Karen Cheryl née le 19 juillet 1955. Comment elle a piégé les radios françaises avant de tout plaquer, en 1988.

Le jour où Karen Cheryl a piégé le show-business : l’histoire secrète de la “pochette blanche”
Ce 19 juillet marque l’anniversaire d’Isabelle Morizet. Si ce nom évoque aujourd’hui une intervieweuse culturelle respectée, la mention de son ancien pseudonyme, Karen Cheryl, réveille immédiatement les souvenirs des années disco, des paillettes et des tubes légers. Pourtant, derrière l’icône populaire des hit-parades se cache l’histoire d’une rupture brutale avec l’industrie musicale. En 1988, au sommet de sa gloire et à seulement 33 ans, l’artiste décide de tout plaquer.
La raison officielle ? Une lassitude. La raison officieuse ? Un piège qu’elle a elle-même tendu aux décideurs des médias français et qui a définitivement brisé ses illusions.
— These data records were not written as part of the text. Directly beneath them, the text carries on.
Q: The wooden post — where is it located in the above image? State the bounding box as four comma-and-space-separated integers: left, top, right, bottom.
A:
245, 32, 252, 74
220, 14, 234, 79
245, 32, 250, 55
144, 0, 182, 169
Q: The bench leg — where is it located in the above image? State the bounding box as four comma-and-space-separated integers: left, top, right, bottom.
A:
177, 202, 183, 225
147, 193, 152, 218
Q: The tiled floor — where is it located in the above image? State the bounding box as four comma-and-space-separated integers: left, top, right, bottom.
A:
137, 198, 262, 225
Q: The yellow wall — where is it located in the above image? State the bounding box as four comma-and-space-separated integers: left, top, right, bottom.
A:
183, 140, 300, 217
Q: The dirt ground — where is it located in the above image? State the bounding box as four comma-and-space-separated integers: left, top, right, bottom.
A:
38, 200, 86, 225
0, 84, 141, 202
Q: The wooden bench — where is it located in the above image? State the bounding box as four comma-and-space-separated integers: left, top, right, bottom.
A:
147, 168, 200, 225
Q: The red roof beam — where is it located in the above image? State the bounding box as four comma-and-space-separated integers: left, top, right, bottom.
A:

L’expérience interdite : briser l’étiquette
À la fin des années 80, Karen Cheryl souffre de son image. Le milieu audiovisuel et les critiques musicaux l’enferment dans une caricature de “poupée disco” superficielle, la jugeant incapable de proposer une œuvre plus mature. Pour prouver que le problème ne vient pas de sa musique, mais du mépris lié à son nom, elle décide de mener une expérience à l’échelle du show-business :
- La création secrète : Elle enregistre un titre très intime, à l’opposé de ses standards habituels.
- Une production de prestige : Pour l’habillage sonore, elle s’entoure de l’arrangeur attitré d’Alain Souchon, garant d’une crédibilité artistique incontestable.
- L’anonymat total : Le morceau est envoyé aux radios sous une simple pochette blanche, sans aucun nom, aucune photo, ni aucun indice sur l’interprète.
L’enthousiasme généralisé… avant la douche froide
Le résultat ne se fait pas attendre. Libérés du filtre du préjugé, les directeurs de programmation des radios FM s’enflamment pour le morceau. Le titre entre en rotation, les programmateurs crient à la révélation et le public accroche. L’expérience est une réussite totale : la musique plaît pour ce qu’elle est.
Mais le piège doit se refermer. Face au succès naissant, il devient obligatoire de révéler l’identité de la chanteuse pour lancer officiellement le disque. C’est le choc.
Dès que le nom de Karen Cheryl a été dévoilé, les programmateurs ont fait machine arrière toute. Il était impossible pour eux de défendre publiquement ce qu’ils venaient d’encenser en secret.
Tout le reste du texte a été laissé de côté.